Interlab

InterLab is an iGEM initiative aiming to reduce lab-to-lab variability. This years goal is to normalise fluorescence data to absolute cell counts or colony-forming units (CFUs) instead of OD. As one of many iGEM teams we participated in this study and measured six different GFP expressing E. coli strains, along with a positive and negative control.

Calibration

In order to normalise the fluorescence of GFP in cell measurements, three calibrations were performed. All experiments, including the calibrations, were performed in four replicates. First of all, an OD₆₀₀ reference was determined to convert the measured absorbance at 600 nm (Abs₆₀₀) into a comparable OD₆₀₀ value, such as generally obtained from a spectrophotometer. To that end the Abs₆₀₀ of both water and a LUDOX CL-X solution (45% colloidal silica suspension) was measured. From these measurements, a conversion factor of 3.679 was obtained between the Abs₆₀₀ and OD₆₀₀. The next step is a calibration to convert the obtained absorbance at 600 nm to an estimated number of cells. By measuring samples with different concentrations of monodisperse silica microspheres, a calibration curve was made (Figure 1). As the microspheres have similar size and optical characteristics as cells, this calibration can be used to estimate the cell count in samples.

Next, the fluorescence measurement of cells expressing GFP was normalised to the fluorescence of Fluorescein, a fluorescent molecule with a similar excitation and emission profile. A calibration curve for the fluorescence of Fluorescein was made (Figure 2) and used to normalise the fluorescence measurements from cells expressing GFP.

Cell measurements

E. coli K-12 DH5-α was transformed with six different plasmids (called devices from now on), along with a positive and negative control. The devices have a pSB1C3 backbone and contain promoters, with different expression levels, coupled to a GFP gene (BBa_E0040). More information about the devices and controls can be found on their respective pages in the iGEM BioBrick Registry:

• BBa_J364000 (Device 1)
• BBa_J364001 (Device 2)
• BBa_J364002 (Device 3)
• BBa_J364007 (Device 4)
• BBa_J364008 (Device 5)
• BBa_J364009 (Device 6)
• BBa_R0040 (Negative control)
• BBa_I20270 (Positive control)

Transformants were kindly provided by the iGEM team of Delft. The Abs₆₀₀ was measured from an overnight culture of these transformants, which were subsequently diluted to an Abs₆₀₀ of 0.02. The Abs₆₀₀ and fluorescence (excitation 485 nm, emission 525 nm, 20 nm bandwidth, gain = 58) were measured from samples at 0 and 6 hours after inoculation. Measurements were performed in 96 well plates in a plate reader (TECAN Spark 10M).

CFU count

In order to determine the amount of colony forming units (CFUs) per 0.1 OD₆₀₀, overnight cultures of the positive (BBa_I20270) and negative control (BBa_R0040) were diluted to this OD and plated at different dilutions. A total of six dilutions to an OD of 0.1 were made per strain. After 20 hours plates with less than 300 colonies were counted and used to determine the final CFUs per OD₆₀₀ of 0.1.

Conclusions

Using the calibration curves and the fluorescence and absorbance measurement, the average Molecules of Equivalent Fluorescein (MEFL) per particle was calculated for each of the devices and controls (Figure 3).
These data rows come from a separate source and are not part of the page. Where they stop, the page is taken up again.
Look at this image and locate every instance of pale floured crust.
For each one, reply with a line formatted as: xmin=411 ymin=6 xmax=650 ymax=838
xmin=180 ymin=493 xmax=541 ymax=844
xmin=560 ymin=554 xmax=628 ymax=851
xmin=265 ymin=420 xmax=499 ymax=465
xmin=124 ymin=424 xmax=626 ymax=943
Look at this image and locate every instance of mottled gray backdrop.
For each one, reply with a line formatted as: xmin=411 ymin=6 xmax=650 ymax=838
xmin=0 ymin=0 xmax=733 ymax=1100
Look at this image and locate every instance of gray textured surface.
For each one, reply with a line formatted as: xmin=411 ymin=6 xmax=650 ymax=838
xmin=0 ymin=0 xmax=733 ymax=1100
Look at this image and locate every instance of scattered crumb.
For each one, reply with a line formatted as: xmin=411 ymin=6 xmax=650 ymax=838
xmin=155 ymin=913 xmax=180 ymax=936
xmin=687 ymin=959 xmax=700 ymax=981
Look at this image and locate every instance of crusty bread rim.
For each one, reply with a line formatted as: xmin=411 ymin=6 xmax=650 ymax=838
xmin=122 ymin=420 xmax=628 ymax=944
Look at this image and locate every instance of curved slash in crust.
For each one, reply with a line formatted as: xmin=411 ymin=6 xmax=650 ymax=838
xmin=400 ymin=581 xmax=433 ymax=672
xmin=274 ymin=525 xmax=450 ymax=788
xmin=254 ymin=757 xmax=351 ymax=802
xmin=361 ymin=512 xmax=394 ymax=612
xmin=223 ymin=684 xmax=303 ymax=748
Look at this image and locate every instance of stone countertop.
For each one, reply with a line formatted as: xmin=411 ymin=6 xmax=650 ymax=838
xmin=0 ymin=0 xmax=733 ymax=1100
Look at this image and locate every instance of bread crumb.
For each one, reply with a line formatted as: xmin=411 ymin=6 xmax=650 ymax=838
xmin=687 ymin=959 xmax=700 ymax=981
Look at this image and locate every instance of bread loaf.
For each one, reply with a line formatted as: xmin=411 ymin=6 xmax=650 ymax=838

Device 1 showed the highest normalised fluorescence per particle, followed by device 4, 2 and the positive control. Lowest normalised fluorescence was seen in device 6, 3 and the negative control. Device 5 showed a remarkable difference between the two replicates (Figure 3). This was due to both a difference in absorbance and fluorescence measurement, amplified in the difference in MEFL/particle. The reason why both absorbance and fluorescence differed between replicates is unknown.
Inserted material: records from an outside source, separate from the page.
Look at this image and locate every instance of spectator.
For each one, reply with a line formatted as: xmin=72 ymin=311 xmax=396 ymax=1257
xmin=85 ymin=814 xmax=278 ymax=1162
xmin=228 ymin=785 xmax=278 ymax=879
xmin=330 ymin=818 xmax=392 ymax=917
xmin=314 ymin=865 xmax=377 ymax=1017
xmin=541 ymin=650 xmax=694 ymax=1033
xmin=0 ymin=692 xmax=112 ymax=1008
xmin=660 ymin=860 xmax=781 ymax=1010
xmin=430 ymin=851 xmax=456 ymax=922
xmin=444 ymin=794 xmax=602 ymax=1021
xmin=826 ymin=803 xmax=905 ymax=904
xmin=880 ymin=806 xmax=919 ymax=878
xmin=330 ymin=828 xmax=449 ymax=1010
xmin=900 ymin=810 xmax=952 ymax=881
The average CFUs were calculated using the dilution factor and the amount of colonies counted on the respective plates. Using these results, the average CFUs per OD₆₀₀ of 0.1 were found to be 3.5 × 10⁷ ± 2 × 10 ⁷ and 3.8 × 10⁷ ± 2 × 10⁷ for the negative and positive control respectively. As the average CFU count is very similar for both positive and negative controls, expression of GFP is not likely to impact viability of cells.